Linda S and Alan both mentioned that the rule says that we can authorize protective oversight to mitigate disability related issues such as harm to people and property. We need to add self to this in the rules.
The definition is very broad
Could we look at this benefit in terms of individual cost containment?
We need to be thoughtful about what this looks like and how we say it. We need to make sure that what we define is able to be applied consistently.
Linda Andre said that the word imminent is important. We should use this for protection to be saved from imminent danger. A vent failing is one example and wandering is another but falling out of one’s chair or bed might not be a real danger, and more of an inconvenience that could be addressed with a life line.
Louise disagreed and told of a friend who recently died from a fall after being denied HCBS
Mark expressed concern with the language; he said that the term “protective oversight” felt as if by admitting someone requires this could be giving ammunition to nursing facilities to lock up the person.
Linda S said that what we are really talking about is assisting individuals to avoid behaviors that could cause harm to self or others
Are there some disabilities where we know people need 24 hour care (vent users, people with dementia, severe brain injury, etc)? Debbie said that for people with disabilities that involve behaviors are likely to be abused in a nursing facility because of their behaviors. Then they are not cared for properly and are in and out of hospitals. Debbie said before she had CDASS and took over caring for Brian and when she used the medical model that Brian was in and out of hospitals and since she took over 17 years ago he has had almost no hospitalization. She said these costs should be considered.
Allan said that we need to look at what we can do now and what we should work on to be allowed at a later time (perhaps after negotiating with CMS or adjusting for it in the budget if needed).
Gabrielle will do survey of PPL colleagues to see what is done in other PPL states.
Jose asked if we could look at the word supervision as it is condescending. Answer is that this is the word CMS uses so changing it would be confusing.
PROPOSAL: Continue discussion next month. In meantime Candie will get guidance from CMS about what we can and cannot pay for, and will see what other states are doing. There will be a smaller subcommittee to frame the issues. If someone is interested in participation they should call Candie at 303-866-2755 or email her at email@example.com by close of business on Monday the 29th.
Julie Reiskin: Reminder that written notice is required before any change in allocation even when it is small due to CDASS period issues. This came up recently with some LTCO clients and LTCO agreed to send notices and Julie requests that others do the same. Julie said that this was part of the agreement from the litigation. Discussion about whether one could figure out the amount and response was NO that the formula per day allocation was too complex.
Debbie Miller: Can we be notified when the case manager changes?
Linda S. We need to receive updates related to CDASS. For example, there is a rule going to MSB clarifying that CDASS clients can use our services in the community and are not restricted to home.
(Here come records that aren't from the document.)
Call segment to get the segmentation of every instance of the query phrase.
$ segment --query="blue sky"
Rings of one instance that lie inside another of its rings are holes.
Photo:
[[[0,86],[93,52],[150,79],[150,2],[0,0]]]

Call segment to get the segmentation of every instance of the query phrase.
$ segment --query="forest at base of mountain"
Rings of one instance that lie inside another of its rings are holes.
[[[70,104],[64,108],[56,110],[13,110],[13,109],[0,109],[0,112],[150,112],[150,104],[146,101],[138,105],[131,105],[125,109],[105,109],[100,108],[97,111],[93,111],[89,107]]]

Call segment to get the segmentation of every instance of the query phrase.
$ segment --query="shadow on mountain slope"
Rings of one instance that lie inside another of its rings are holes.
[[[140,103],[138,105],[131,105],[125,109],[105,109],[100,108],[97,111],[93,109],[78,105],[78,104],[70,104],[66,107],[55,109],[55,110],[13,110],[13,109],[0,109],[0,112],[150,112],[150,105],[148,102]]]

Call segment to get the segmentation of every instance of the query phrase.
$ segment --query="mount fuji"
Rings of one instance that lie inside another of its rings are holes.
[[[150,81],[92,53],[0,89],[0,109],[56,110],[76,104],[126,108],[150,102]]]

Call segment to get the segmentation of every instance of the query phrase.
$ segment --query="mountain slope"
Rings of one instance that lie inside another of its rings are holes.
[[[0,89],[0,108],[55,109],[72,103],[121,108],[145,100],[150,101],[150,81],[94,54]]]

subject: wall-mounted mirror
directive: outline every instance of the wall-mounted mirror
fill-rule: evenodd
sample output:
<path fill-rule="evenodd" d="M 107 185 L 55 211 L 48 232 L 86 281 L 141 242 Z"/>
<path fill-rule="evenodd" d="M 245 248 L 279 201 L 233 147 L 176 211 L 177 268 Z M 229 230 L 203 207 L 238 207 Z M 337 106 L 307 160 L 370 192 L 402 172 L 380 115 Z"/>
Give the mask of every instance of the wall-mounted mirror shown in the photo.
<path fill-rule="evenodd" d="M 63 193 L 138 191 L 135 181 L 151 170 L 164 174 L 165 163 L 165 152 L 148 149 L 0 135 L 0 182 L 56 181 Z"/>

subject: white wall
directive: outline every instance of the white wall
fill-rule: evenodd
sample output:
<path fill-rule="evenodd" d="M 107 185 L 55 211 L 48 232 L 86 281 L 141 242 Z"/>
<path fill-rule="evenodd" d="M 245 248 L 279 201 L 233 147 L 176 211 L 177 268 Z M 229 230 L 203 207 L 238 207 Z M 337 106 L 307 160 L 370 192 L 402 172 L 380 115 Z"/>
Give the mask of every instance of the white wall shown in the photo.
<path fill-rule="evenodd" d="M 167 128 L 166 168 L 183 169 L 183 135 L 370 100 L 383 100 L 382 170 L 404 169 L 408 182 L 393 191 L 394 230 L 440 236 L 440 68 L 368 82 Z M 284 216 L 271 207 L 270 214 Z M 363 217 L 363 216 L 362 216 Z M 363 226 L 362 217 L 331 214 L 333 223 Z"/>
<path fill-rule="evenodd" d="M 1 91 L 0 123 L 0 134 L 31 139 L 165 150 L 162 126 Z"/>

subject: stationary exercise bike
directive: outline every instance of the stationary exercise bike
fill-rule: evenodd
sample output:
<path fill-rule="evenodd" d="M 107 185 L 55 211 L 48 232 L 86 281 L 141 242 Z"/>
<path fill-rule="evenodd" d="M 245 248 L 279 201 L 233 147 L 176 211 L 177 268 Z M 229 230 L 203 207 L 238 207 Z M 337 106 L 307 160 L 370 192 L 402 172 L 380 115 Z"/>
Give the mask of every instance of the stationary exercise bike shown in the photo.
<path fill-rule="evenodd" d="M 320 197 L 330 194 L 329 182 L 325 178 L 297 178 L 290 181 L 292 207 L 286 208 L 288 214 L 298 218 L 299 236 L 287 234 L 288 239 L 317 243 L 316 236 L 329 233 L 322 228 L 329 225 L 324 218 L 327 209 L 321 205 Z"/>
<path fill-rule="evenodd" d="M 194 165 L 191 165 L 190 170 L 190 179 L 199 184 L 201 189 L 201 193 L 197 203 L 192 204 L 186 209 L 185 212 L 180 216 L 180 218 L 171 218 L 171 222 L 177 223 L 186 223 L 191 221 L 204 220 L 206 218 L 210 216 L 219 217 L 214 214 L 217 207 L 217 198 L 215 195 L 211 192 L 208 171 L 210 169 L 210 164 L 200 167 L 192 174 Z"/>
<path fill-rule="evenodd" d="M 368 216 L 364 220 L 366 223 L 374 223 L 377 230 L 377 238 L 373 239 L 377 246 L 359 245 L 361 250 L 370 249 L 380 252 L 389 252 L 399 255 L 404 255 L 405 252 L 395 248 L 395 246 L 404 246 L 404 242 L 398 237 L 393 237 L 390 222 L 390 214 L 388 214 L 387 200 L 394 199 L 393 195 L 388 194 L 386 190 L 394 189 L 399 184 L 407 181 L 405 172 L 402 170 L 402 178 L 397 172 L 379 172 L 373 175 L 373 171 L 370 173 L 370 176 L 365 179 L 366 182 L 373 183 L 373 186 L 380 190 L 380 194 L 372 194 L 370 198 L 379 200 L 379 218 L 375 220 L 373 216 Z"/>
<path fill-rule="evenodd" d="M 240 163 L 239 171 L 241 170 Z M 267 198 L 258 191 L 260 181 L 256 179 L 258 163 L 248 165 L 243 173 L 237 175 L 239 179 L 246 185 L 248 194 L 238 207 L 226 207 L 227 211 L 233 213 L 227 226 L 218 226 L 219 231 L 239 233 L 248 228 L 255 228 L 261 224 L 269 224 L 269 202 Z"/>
While this is great, we still need to know of all changes that affect CDASS.
There are still many unclear verbal directions from Marie that need to be cleaned up, Candie and Bonnie are working hard to clean this up but still have a lot of work ahead of them.
Candie: Do we have people on PDPPC representing mental health issues? Answer was yes.
Julie Reiskin reminded people not to forget to vote because the election outcome could affect Medicaid.
THE NEXT MEETING WILL BE ON WEDNESDAY NOVEMBER 28TH, 2012 FROM 1:00-4:00 P.M.